The fragile truce in the disputed Caucasus region looks increasingly at risk. EU foreign ministers meeting in Luxembourg have asked both sides to negotiate. Meanwhile, civilian protests spread across Europe.
Brussels (Brussels Morning) The ceasefire in the Caucasus is coming apart. The Armenian and Azeri foreign ministers had agreed to a humanitarian ceasefire in Moscow on Saturday. But repeated clashes since have made a mockery of the truce deal, with each side on Monday accusing the other of repeated violations. The European Union urged Armenia and Azerbaijan to abide strictly by the ceasefire agreement and called on all actors, including external parties, to refrain from any action that may lead to further casualties. “In this respect, we note with extreme concern the reports of continued military activities, including against civilian targets, as well as civilian casualties, and urge the sides to ensure full respect of the agreement on the ground,” EU High Representative, Josep Borrell said in Brussels on Monday.
EU Foreign Ministers’ meeting in Luxembourg
On Monday in Luxembourg, EU foreign ministers discussed the diplomatic efforts by the OSCE Minsk Group to stop the hostilities in Nagorno-Karabakh. Afterwards, Borrell stated: “We discussed how to provide tangible support to the ceasefire and we stressed the importance that the ceasefire be respected. The EU ministers also stressed that all regional actors should contribute to stopping the armed confrontation and contribute to peace.”
The EU called upon the sides to commit to real negotiations without delay under the auspices of the OSCE Minsk Group Co-Chairs, “without preconditions and on the basis of the agreed upon principles”. The aim is to push Yerevan and Baku towards a negotiated political solution to the conflict.
A larger conflict involving Turkey and Russia
The foreign ministers’ request follows similar appeals by the US and Russia to respect the truce. For the past two weeks, Armenia and Azerbaijan have been engaged in bitter clashes over Nagorno-Karabakh, a breakaway region controlled by Armenians since the 1990s war, the independence of which is not recognised by any state. The Nagorno-Karabakh clashes have the potential to turn into a larger and international conflict — involving notably Russia and NATO member Turkey, two countries that already support opposing sides in Syria and Libya. The fighting, the worst since the 1994 ceasefire, has sparked fears of a regional conflict, with Turkey backing Azerbaijan, Armenia seeking to pull ex-Soviet ally Russia in on its side, and Iran looking on warily. Since the conflict around the region reignited, an estimated 450 people have died, including over 50 civilians.
The Franco-German axis
Despite repeated diplomatic pleas from all over the world, Turkey has offered Azerbaijan its unconditional support to continue the offensive. Several analysts have said that Baku currently appears to have the upper hand in the conflict. “The new aspect is that there is military involvement by Turkey which risks an internationalisation of the conflict”, French minister Jean-Yves Le Drian told the French Parliament earlier this month.

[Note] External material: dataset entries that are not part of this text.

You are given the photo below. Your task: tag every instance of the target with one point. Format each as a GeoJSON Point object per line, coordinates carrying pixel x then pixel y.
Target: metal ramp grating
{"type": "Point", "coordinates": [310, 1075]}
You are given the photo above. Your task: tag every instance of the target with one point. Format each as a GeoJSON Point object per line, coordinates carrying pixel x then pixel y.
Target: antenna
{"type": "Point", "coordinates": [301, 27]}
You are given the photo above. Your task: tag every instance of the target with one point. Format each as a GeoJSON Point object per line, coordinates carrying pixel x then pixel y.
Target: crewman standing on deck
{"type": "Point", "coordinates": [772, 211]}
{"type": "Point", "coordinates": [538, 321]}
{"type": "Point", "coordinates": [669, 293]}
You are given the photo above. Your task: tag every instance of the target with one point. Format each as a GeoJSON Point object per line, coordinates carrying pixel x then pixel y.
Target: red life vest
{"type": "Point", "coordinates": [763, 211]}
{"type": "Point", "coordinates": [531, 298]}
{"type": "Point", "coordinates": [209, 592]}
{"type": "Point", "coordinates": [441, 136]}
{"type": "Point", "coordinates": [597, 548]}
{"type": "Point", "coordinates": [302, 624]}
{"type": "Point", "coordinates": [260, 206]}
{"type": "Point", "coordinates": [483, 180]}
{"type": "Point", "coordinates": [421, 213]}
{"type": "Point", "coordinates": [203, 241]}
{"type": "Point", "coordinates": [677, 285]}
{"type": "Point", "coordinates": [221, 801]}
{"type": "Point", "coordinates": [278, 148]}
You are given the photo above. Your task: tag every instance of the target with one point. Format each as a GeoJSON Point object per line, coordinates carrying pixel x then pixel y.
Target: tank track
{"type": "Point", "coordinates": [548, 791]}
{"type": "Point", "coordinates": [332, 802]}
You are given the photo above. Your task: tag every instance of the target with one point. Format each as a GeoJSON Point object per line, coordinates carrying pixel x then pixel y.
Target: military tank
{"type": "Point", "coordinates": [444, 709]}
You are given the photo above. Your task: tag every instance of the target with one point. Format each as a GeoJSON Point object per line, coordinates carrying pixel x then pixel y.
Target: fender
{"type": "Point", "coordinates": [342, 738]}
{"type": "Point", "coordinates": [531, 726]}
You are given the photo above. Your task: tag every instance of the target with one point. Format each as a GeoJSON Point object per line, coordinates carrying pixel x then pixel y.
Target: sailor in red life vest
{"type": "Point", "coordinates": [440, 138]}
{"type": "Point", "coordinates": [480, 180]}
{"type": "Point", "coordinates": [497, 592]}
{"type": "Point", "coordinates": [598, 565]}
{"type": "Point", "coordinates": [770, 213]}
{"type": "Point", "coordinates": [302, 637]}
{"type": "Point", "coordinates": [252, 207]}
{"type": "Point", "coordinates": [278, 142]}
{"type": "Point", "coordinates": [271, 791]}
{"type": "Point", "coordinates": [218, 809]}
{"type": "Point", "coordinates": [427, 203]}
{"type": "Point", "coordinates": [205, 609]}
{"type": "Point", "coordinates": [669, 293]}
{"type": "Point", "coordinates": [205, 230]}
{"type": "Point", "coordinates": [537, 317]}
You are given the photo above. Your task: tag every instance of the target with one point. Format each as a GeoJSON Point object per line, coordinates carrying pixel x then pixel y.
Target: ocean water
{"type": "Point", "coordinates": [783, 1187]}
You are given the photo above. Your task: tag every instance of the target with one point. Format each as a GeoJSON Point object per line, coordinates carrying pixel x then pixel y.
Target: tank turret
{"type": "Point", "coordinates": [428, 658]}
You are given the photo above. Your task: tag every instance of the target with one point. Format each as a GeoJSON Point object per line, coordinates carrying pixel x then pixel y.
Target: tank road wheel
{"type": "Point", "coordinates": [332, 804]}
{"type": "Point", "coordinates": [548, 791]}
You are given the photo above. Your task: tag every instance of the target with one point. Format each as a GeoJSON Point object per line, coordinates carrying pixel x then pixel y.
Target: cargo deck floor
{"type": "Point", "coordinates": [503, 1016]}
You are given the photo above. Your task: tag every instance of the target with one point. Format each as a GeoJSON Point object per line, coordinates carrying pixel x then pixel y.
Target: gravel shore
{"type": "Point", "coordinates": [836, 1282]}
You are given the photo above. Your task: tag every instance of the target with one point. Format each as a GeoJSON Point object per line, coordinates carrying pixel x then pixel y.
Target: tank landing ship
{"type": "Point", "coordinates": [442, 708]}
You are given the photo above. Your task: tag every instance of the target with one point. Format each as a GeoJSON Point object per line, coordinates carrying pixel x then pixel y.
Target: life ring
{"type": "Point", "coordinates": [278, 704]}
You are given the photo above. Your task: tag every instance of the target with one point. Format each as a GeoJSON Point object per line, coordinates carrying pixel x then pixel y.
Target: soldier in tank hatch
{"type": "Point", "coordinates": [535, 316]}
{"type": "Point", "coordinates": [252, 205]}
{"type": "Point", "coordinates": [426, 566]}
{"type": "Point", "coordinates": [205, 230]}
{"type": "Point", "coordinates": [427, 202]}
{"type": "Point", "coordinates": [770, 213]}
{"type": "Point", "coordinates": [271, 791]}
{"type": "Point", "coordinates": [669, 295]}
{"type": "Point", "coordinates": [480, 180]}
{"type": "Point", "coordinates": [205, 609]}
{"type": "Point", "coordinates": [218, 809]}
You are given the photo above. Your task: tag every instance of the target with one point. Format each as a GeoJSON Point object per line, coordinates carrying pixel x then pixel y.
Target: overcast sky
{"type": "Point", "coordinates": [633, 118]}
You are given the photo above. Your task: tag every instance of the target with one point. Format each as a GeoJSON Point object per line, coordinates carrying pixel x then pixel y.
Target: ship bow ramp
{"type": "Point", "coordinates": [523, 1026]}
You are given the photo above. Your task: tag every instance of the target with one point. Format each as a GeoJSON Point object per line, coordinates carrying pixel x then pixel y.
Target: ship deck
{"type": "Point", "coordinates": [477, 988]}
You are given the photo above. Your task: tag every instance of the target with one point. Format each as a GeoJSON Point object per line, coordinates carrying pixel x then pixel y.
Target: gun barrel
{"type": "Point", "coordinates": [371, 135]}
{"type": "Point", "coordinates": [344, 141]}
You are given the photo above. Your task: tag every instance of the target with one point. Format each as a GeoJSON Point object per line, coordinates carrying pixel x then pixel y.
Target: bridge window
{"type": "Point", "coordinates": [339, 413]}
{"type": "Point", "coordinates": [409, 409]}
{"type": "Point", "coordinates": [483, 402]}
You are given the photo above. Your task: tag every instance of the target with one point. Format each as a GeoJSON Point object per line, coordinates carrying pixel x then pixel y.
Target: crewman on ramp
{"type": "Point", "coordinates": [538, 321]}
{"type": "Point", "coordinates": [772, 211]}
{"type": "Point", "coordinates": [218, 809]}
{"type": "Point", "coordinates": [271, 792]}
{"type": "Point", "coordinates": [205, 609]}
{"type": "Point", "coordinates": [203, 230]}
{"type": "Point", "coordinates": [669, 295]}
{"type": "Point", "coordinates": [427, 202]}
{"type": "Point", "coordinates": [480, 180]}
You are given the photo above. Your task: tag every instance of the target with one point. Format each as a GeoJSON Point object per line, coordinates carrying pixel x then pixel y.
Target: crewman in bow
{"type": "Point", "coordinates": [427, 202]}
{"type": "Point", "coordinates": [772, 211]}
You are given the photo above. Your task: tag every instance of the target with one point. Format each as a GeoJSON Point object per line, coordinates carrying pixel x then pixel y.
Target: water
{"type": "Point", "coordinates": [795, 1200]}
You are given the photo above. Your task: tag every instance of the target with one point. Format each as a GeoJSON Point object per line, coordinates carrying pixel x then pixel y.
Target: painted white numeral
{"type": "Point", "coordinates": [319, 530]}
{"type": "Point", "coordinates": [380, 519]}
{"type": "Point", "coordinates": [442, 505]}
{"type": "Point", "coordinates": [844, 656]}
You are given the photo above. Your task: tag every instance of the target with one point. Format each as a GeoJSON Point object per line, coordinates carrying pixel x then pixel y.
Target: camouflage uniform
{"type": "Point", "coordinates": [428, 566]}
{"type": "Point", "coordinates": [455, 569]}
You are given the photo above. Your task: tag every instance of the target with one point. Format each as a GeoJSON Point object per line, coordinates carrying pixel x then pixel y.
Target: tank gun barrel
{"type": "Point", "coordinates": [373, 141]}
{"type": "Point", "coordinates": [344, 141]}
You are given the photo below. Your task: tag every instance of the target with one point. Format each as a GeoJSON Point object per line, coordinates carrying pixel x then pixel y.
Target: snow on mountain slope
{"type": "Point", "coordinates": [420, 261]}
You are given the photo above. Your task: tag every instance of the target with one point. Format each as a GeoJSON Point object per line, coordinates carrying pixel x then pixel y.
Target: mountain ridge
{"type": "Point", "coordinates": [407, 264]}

German Chancellor Angela Merkel, representing the EU’s rotating presidency, has spoken with Armenian Prime Minister Nikol Paschinvan, urging the parties to fully implement the humanitarian ceasefire. The view is that the military action must stop immediately, and substantial negotiations should be carried out with the help of the Minsk Group.
Civil demonstrations in Europe
Armenian and non-Armenian committees and associations prompted a sit-in this afternoon in front of the Italian Parliament to ask the institutions to “promote every possible action to restore peace in the South Caucasus and preserve the right to life, freedom and rights of the populations involved in the war”, the Armenian Community and Associations of Italy announced. They demanded that the Italian authorities condemn military intervention by third parties in the conflict and, in a reference to the Armenian genocide of 105 years ago, urged them not to abandon the Armenian people.
Italy has a significant national interest in the region, specifically the Caspian Sea and related pipelines.
In Europe, Azerbaijani intellectuals and members of civil society have appealed to NATO, the EU and the UN to ask for an immediate withdrawal of the Armenian armed forces from the territory of Azerbaijan. Last week, when the European Parliament debated the hostilities over Nagorno-Karabakh, some 2,000 protesters, many waving Armenian flags, gathered in the vicinity of the EU headquarters in Brussels. The local police used water cannons to break up the demonstrations.